Jazz filled the air in the Great Bend High School auditorium Tuesday night as the GBHS Jazz Band took the stage for its fall concert, which was open to the public.  Soloists include Ben Diel, Aaron Schultz, Michael Raymer, Michelle Rooney and Allison Regehr, practicing since August, weeks before classes started, were polished and ready to show their chops.
The selections took listeners on a trip through time, skipping around the decades first the Duke Ellington big-band sound of the 1930s with Caravan (1936) and Mood Indigo (1930), two songs that had Ellington’s New Orleans born clarinetist Barney Bigard to thank for his influence.
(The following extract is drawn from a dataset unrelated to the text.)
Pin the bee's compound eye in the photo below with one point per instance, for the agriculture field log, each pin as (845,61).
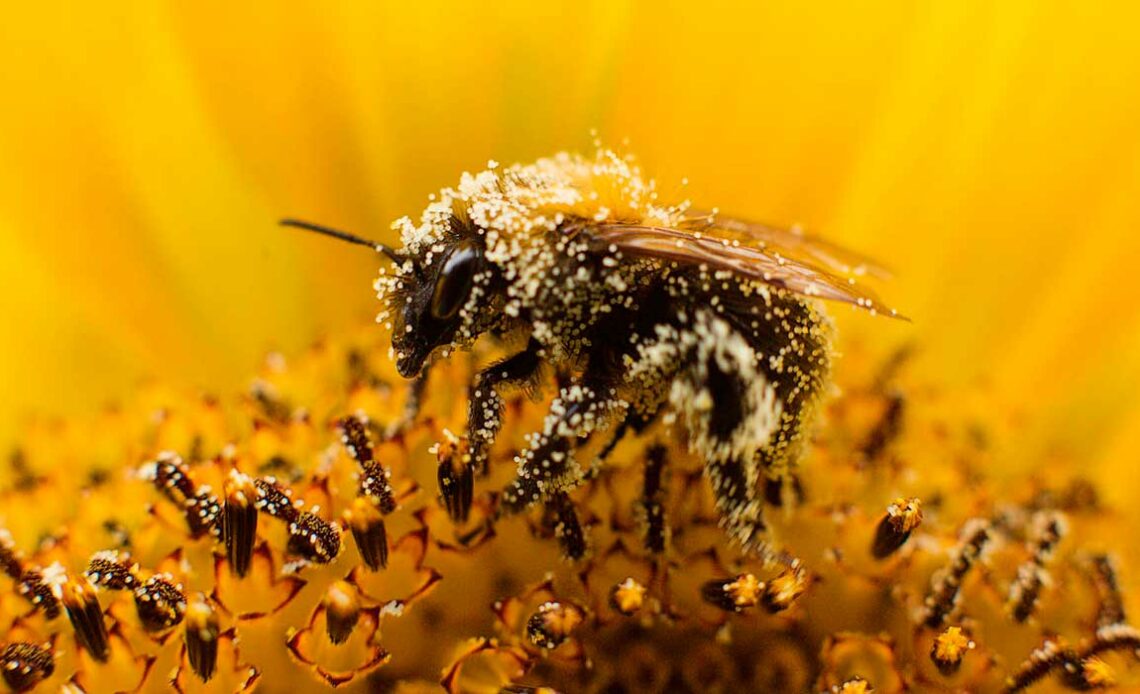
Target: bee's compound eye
(455,279)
Ray Charles wrote “What’d I say,” back in 1947.  Raymer, on alto sax, performed a solo that brought a rousing applause from audience members during the call and response song.  
Fast forward to the 1950s and 1960s with the “Swinging Shepherd Blues” (1957) by Morris “Moe” Koffman and “Walk Don’t Run” (1960) by Johnny Smith and performed most famously in 1964 by The Ventures.  
Koffman established his reputation as one of the great influential jazz flute players with “Swinging Shepherd Blues.” That flute influence was replaced with a rousing trumpet solo by Aaron Shultz.  “Walk Don’t Run” was delivered with a fast-paced tempo and still just enough surfer influence to please.
Not to short change the ladies, the GBHS band included the popular “Just in Time” by Jule Styne.  The song, paired with lyrics by Betty Comden and Adolph Green were performed by Judy Holliday and Dean Martin in the 1960 film of Bells Are Ringing, and was later released by Tony Bennett and  Michael Bublé in 2006.
The 1970s were represented by Lee Dorsey’s “Working in a Coal Mine” and Bill Withers’ “Lean on Me.”
Raymer added cowbell to Coal Mine, which gave the song just enough of an industrial flavor, and Maxwell McGilber’s drums punctuated the upbeat song about the drudgery of working.
Probably the most memorable piece of the evening, though, was “Come In from the Rain,” by Melissa Manchester and Carol Sager.  Soloist Ben Deal traded in his trumpet for a flugalhorn, and Skylar Lee on chimes and Allison Regehr on piano all combined to help set the soft, slow, dreamy tone of the song that starts off almost like a lullaby.  Then, McGilber, Regehr and Deal led the band as the music swelled, leading up to the end.
The band ended the evening with a song that lent a Latin influence. “Coco Walk” by Victor Lopez was meant to evoke the sense of being on Miami Beach in the summer, and the GBHS Jazz Band delivered.  
“It may seem like a short concert, but I can assure you the band has been working very hard for several weeks now,” band director Mark Dewald said.  The effort paid off.